Dans cet objectif, la Licra collabore aussi régulièrement avec toutes les associations partageant des objectifs similaires et la promotion des valeurs universalistes. « On travaille intelligemment et en bon compagnonnage avec le Crif, l’UEJF, j’ai des relations également avec le recteur de la Grande Mosquée de Paris. Je sais sa situation compliquée, je regrette néanmoins ses choix depuis le 7 octobre ; je dois dire que depuis l’attaque terroriste du 7 octobre, chacun a dû se positionner, et dans ce positionnement, je n’ai pas eu beaucoup de relations avec les autres associations telles que la Ligue des droits de l’homme, le MRAP, et même SOS racisme.  Ces dernières ayant en effet adopté une approche communautaire plutôt qu’universaliste, exacerbant les tensions entre les divers groupes, causant parfois des dérives dans le débat public. » Il souligne ainsi les césures qui ont fait surface au grand jour entre deux camps, entre ceux qui considèrent le Hamas comme un mouvement de résistance, jugeant la réplique d’Israël comme un massacre génocidaire, et les autres qui considèrent le droit d’Israël à se défendre et la nécessité vitale de lutter contre un groupe terroriste.

Un combat plus que jamais nécessaire sur la toile

Une différence qui se répand aussi sur les réseaux sociaux, devenus pour certains déplore-t-il, de véritables déversoirs de haine – « les réseaux sociaux sont des accélérateurs de particules haineuses » – particulièrement X (ex Twitter) qui ne compte que très peu de modérateurs en langue française. « On s’est toujours battu et nous continuerons à nous battre pour une régulation réelle et efficace des réseaux sociaux. La liberté d’expression ne permet pas tout, le racisme et l’antisémitisme ne sont pas des opinions, ce sont clairement des délits. Tout ce qui est interdit par la Convention européenne des droits de l’homme, la Cour européenne des droits de l’homme, la loi de 1972 contre le racisme dans notre bloc de constitutionalité n’a pas à se retrouver sur les réseaux sociaux ! Les hébergeurs doivent être tenus responsables de ce qui est publié sur leur site. Une régulation plus ferme et rapide, c’est ce à quoi nous travaillons. »
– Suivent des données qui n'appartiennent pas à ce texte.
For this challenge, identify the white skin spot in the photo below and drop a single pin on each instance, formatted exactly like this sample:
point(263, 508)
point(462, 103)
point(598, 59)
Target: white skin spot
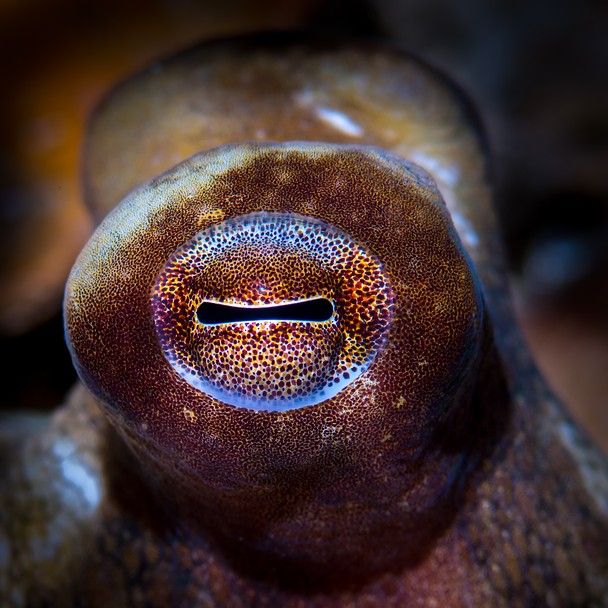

Lucide sur la gravité de la situation actuelle, Mario Stasi se dit d’un « optimisme lucide » qui ne se laisse jamais abattre devant les tâches à accomplir, que ce soit dans son travail d’avocat ou avec la Licra, qui mène, dit-il, « une lutte de chaque instant pour veiller à ce que cette République ne vacille pas vers un extrémisme ou vers un autre ». L’association peut en tout cas compter sur le dévouement inébranlable de son président pour défendre cet idéal universaliste et républicain.